The issue is, in most years the Padres wouldn’t be able to manufacture a gripe about being excluded from the Derby. Historically, the team hasn’t been flush with consistent, celebrity power hitters (see here for obligatory mentions of Greg Vaughn, Ken Caminiti, Colbert, Nevin, et al.). Our most famous player ever was known for punching balls through the 5.5 hole. But that’s history.
Renfroe and Reyes
This season is different. The Padres have two guys, in Franmil Reyes and Hunter Renfroe, who rank within the top 8 for total home runs across all of baseball. Combined, they’ve launched 52 pre-break home runs this season.
They are the first Padres duo ever to each have 20 home runs or better before the break.
Renfroe is actually 5th in all of baseball with his 27 taters. That’s behind Christian Yelich, who was selected but pulled out due to back problems, Peter Alonso, who ended up winning, Cody Bellinger, who declined an invite, and Mike Trout, who declines an invite ‘every year’, Josh Bell, whom Renfroe is tied with in total home runs, was selected to participate. Renfroe said a few weeks ago that he would be “honored” to take part, and Reyes echoed a similar sentiment. According to follow-up reporting, neither were invited before the final field of 8 was selected.
Hunter Renfroe has 24 dingers. Franmil Reyes has 22. They're both BP legends. Would either of them want a shot at the Derby?— AJ Cassavell (@AJCassavell) June 27, 2019
"Of course, my man. I'm just waiting," Reyes said.
"I'd be honored to do it," Renfroe said.
I vote for a play-in game. How 'bout Friday during BP.
The final field looked like this:
The 2019 Home Run Derby bracket is set ⚾️— ESPN (@espn) July 4, 2019
MLB HR leader Christian Yelich headlines the field of eight that will face off on Monday at 8PM ET on ESPN. pic.twitter.com/R2VhXcvnQ4
So, what gives?
It could be argued that Renfroe’s somewhat ‘vanilla’ personality wouldn’t be a huge attraction from an MLB marketing standpoint. That would have held some water, until ‘Froe was passed over to replace Yellich in favor of ultra-vanilla A’s slugger Matt Chapman—who trails Hunter by 6 home runs so far.
As for Reyes, it’s really, really, really hard to see why he was passed over. He hits the ball harder than almost anyone, has power to all fields, and is perhaps the most gregarious player in baseball. He has a good command of the English language, is Latin American, and has a body that simply pops off the television screen. From a marketing standpoint, it is difficult to see how MLB—in its mysterious selection criteria—would not recognize that Franmil could become one of their most popular young players with a little promotion.

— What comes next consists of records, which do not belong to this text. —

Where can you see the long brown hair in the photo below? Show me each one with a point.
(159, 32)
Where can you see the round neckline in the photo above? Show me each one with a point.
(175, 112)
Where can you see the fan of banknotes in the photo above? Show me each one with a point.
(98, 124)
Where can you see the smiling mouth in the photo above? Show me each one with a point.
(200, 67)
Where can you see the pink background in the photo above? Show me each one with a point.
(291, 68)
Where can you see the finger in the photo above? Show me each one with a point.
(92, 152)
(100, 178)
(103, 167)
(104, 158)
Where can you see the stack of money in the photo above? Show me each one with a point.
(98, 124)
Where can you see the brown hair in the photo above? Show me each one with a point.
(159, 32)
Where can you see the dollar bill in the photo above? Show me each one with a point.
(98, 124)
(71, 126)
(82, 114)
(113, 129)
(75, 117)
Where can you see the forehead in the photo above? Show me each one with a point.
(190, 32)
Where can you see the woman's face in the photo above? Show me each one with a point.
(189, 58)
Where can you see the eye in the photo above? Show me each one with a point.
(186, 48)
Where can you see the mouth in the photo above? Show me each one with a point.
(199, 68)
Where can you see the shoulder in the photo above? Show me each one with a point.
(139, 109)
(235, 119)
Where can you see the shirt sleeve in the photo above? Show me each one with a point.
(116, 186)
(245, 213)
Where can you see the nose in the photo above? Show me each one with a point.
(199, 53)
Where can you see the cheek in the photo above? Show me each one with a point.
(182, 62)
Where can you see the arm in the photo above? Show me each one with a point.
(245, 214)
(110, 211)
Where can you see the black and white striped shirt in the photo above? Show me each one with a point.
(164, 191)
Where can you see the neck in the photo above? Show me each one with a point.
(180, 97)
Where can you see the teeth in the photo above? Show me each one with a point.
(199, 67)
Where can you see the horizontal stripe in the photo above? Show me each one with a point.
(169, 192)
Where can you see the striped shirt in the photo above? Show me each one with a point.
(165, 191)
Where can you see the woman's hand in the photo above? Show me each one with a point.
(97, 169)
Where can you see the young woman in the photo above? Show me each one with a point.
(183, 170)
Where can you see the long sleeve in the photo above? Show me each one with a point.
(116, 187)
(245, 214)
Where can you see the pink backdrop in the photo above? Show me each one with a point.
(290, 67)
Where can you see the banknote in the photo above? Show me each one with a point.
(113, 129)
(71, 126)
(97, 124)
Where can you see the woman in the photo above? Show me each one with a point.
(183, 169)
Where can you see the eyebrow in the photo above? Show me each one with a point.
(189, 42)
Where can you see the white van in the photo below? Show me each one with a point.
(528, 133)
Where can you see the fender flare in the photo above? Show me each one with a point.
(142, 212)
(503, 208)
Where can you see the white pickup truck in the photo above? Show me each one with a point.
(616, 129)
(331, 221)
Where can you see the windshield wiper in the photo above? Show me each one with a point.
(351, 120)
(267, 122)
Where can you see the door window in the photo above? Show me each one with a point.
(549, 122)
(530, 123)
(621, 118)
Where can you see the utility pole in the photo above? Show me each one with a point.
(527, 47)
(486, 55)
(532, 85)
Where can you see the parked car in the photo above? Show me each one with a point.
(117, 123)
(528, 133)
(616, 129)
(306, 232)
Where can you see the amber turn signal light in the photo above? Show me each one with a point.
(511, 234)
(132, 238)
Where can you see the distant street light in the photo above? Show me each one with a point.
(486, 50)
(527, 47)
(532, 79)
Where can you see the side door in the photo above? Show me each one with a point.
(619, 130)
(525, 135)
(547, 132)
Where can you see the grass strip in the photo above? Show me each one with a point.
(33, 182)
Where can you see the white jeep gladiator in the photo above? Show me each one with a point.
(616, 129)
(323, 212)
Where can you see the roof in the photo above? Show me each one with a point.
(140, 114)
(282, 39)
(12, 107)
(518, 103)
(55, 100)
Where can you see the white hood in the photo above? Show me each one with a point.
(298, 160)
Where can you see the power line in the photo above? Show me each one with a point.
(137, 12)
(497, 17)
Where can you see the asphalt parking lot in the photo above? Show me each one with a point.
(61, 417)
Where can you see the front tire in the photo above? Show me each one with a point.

Critics would argue that Reyes hasn’t put up enough of a consistent track record to warrant being promoted by the league in a marquee event. To those critics, I would point to the 2018 bracket, which featured Dodgers player Max Muncy—a guy who had about 300 not-putrid career at-bats at the time of his selection.
Market Bias Conspiracy Theories
As you may have noticed in the above tweet for the 2019 contest, the West Coast had a grand total of 1 participant before Chapman’s last-minute replacement. Still, that gave 75% of the field to Midwest or East Coast teams, which, well, is pretty much business as usual for anything involving ESPN.
We also may not want to gloss over the exclusion of The Franchise. Considering that “Vladito” was included (and, admittedly, put on a heck of a show), it’s a little irking that Tatis Jr., who has been in every single phase of the game a more sensational player than Guerrero Jr. thus far, wasn’t extended a similar, future-oriented platform. From a somewhat biased perspective, you would think that MLB would be rushing to plaster images of Tatis Jr. on every bus stop in America, considering that he ranks among the top 30 players in 2019 WAR despite having missed more than a month of games. I mean, good grief.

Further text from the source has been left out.